Hello Glauber,
On Fri, Apr 20, 2012 at 06:57:08PM -0300, Glauber Costa wrote:
This is my current attempt at getting the kmem controller into a mergeable state. IMHO, all the important bits are there, and it should't change *that* much from now on. I am, however, expecting at least a couple more interactions before we sort all the edges out.
This series works for both the slub and the slab. One of my main goals was to make sure that the interfaces we are creating actually makes sense for both allocators.
I did some adaptations to the slab-specific patches, but the bulk of it comes from Suleiman's patches. I did the best to use his patches as-is where possible so to keep authorship information. When not possible, I tried to be fair and quote it in the commit message.
In this series, all existing caches are created per-memcg after its first hit. The main reason is, during discussions in the memory summit we came into agreement that the fragmentation problems that could arise from creating all of them are mitigated by the typically small quantity of caches in the system (order of a few megabytes total for sparsely used caches). The lazy creation from Suleiman is kept, although a bit modified. For instance, I now use a locked scheme instead of cmpxcgh to make sure cache creation won't fail due to duplicates, which simplifies things by quite a bit.

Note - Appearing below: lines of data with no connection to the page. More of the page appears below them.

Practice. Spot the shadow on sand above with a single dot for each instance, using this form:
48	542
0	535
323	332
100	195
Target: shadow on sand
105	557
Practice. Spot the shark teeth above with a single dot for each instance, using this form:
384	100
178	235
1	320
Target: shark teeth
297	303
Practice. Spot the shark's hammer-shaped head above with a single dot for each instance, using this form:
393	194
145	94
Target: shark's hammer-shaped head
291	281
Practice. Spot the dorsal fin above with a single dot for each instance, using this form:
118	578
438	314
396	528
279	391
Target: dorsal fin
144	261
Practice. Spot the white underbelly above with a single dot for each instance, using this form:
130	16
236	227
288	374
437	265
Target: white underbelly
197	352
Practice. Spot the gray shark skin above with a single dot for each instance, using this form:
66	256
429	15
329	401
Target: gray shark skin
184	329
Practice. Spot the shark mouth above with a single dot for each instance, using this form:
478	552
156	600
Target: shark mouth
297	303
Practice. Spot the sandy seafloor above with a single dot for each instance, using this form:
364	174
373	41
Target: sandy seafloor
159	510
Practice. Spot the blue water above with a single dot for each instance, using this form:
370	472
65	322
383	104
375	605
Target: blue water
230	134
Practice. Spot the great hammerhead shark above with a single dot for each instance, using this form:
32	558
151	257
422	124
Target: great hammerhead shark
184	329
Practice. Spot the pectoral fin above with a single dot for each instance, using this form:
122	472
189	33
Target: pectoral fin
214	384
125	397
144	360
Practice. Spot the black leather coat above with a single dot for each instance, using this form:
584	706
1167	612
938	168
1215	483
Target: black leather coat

The slub is a bit more complex than what I came up with in my slub-only series. The reason is we did not need to use the cache-selection logic in the allocator itself - it was done by the cache users. But since now we are lazy creating all caches, this is simply no longer doable.

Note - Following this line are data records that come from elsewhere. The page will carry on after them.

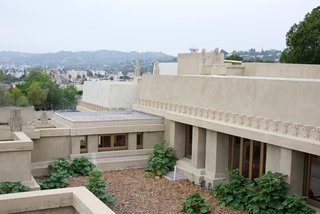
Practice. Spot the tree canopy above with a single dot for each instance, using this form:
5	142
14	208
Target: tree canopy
303	40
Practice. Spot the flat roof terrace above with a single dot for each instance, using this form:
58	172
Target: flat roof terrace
121	115
109	121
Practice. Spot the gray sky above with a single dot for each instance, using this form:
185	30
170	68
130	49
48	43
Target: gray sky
170	26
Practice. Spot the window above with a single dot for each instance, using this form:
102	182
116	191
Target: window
312	180
248	156
83	145
139	141
188	142
113	142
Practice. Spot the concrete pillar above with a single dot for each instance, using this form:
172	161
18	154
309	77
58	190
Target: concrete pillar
166	134
198	147
92	143
288	162
132	141
75	145
217	150
177	138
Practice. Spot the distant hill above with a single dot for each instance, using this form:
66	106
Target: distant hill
76	59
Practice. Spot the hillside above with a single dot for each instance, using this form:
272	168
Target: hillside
76	59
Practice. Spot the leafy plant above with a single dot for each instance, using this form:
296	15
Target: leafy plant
161	161
234	191
56	180
295	204
81	166
266	194
97	186
61	168
195	203
12	187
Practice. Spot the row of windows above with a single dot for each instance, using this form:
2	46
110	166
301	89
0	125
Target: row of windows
112	142
246	155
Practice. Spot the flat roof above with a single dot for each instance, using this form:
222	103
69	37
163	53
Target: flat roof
118	115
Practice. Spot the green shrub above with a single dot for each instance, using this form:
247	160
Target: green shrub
267	193
161	161
294	204
81	166
195	203
12	187
234	191
263	195
98	186
54	181
61	168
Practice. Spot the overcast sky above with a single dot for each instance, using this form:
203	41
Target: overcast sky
170	26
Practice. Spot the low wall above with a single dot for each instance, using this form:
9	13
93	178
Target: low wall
76	200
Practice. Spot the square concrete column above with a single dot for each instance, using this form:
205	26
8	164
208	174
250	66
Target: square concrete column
217	154
178	138
288	162
132	141
198	147
75	145
92	143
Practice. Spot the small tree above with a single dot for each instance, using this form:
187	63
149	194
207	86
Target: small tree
161	161
234	57
70	95
303	40
97	186
36	94
195	203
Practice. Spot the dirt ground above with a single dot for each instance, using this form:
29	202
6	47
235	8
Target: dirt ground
136	194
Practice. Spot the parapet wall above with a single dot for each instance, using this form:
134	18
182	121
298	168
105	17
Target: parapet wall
282	70
292	100
110	94
76	200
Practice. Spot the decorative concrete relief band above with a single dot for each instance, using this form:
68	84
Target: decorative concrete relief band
266	124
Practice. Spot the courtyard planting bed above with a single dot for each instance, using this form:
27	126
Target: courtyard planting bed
135	193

I am leaving destruction of caches out of the series, although most of the infrastructure for that is here, since we did it in earlier series. This is basically because right now Kame is reworking it for user memcg, and I like the new proposed behavior a lot more. We all seemed to have agreed that reclaim is an interesting problem by itself, and is not included in this already too complicated series. Please note that this is still marked as experimental, so we have so room. A proper shrinker implementation is a hard requirement to take the kmem controller out of the experimental state.
I am also not including documentation, but it should only be a matter of merging what we already wrote in earlier series plus some additions.
The patches look great, thanks a lot for your work!
I finally tried them, and after a few fixes the kmem accounting seems to work fine with slab. The fixes will follow this email, and if they're fine, feel free to fold them into your patches.
However, with slub I'm getting kernel hangs and various traces[1]. It seems that kernel memcg recurses when trying to call memcg_create_cache_enqueue() -- it calls kmalloc_no_account() which was introduced to not recurse into memcg, but looking into 'slub: provide kmalloc_no_account' patch, I don't see any difference between _no_account and ordinary kmalloc. Hm.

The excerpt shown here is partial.